Nunavik’s 14 co-op stores want a six-month delay in the new Nutrition North Canada food subsidy program, saying they need more time to build warehouses to store non-perishable sealift goods whose air freight costs aren’t subsidized anymore.
“We will have to get new warehousing in our isolated communities in order for this new initiative to work,” Rita Novalinga, the general manager of the Fédération des coopératives du Nouveau-Québec, said Nov. 17 before a meeting of the House Commons northern development committee.
But Health Minister Leona Aglukkaq, Conservative MPs on the committee, and federal civil servants who appeared as witnesses Nov. 15 showed little sympathy for retailers who haven’t prepared for the new plan.
“Besides being the most expensive mode of transportation, air transport is often not the right way to ship foods to the northern communities. Many non-perishable items could be shipped by boat at one-tenth of the cost,” Aglukkaq said in a Nov. 15 statement to the committee.
Nutrition North, which comes into effect April 1, removes air transportation subsidies from numerous non-perishable retail goods, including many that aren’t edible, such as toilet paper and disposable diapers.

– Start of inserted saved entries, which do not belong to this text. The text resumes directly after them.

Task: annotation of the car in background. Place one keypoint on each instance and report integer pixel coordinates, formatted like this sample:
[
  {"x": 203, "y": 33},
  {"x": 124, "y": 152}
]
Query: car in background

Part of the intent of that measure is to encourage retailers to use the annual sealift, which is much cheaper than air freight, for the transportation of such items to the North.
Some retailers, especially in Nunavik, have complained they were caught unawares when the new program was announced this past May 21, and that they don’t have time to build or find the warehouse space they need to hold increased volumes of sealift goods.
But Patrick Borbey, an assistant deputy minister at Indian and Northern Affairs Canada, said Nov. 15 that this is what the new program is supposed to accomplish: use market forces to reward retailers who use the cheapest transportation methods and punish those who don’t.
“Don’t buy the diapers from the retailer who didn’t manage his affairs properly…,” Borbey told MPs on the northern development committee.
“This program is about making retailers accountable for their decisions, accountable to their communities, but also accountable through the program,” he said.
Borbey scoffed at comments made earlier this month by an independent retailer in Kuujjuaq who said he was forced to raise the price of disposable diapers and other goods that on Oct. 3 became ineligible for air freight subsidies.
“The competitor for that retailer ordered through the sealift and has the same diapers at the regular price, next door. Again, the market forces should prevail,” Borbey said.
The “competitor” in Kuujjuaq, which Borbey did not name, is North West Co., which operates a Northern store in the community.
North West Co. also competes with the FCNQ in most of the remaining 14 communities in Nunavik.
Borbey said that under the food mail program, whose structure encouraged many retailers in Nunavik to ship non-perishables by air instead of by sealift, “both the retailer and the taxpayer are losers because of the less than efficient decisions made at the retail level.”
Novalinga said that in her home community, Puvirnituq, the co-op there is struggling to build a $2 million warehouse to accomodate the new rules.
In 2002, the Puvirnituq co-op built a 17,000-square-foot co-op superstore, at a coost of about $4 million, to replace an earlier facility that burned down.
Novalinga also claimed that the removal of foods high in salt and sugar from the eligibility list for subsidies is a bad health decision.
“Honey, jam, salt, and sugar that are high in calories are a few examples of food that shields the human body in extreme weather conditions,” Novalinga said.
And she also complained the co-ops in Nunavik will have to raise the price of Heinz ketchup, which is not eligible for a subsidy since it’s not deemed to be a nutritious food.
“Heinz ketchup that all of our children enjoy, the new selling price after the difference will be $13.59. That’s for a 1.5-kg bottle,” Novalinga said.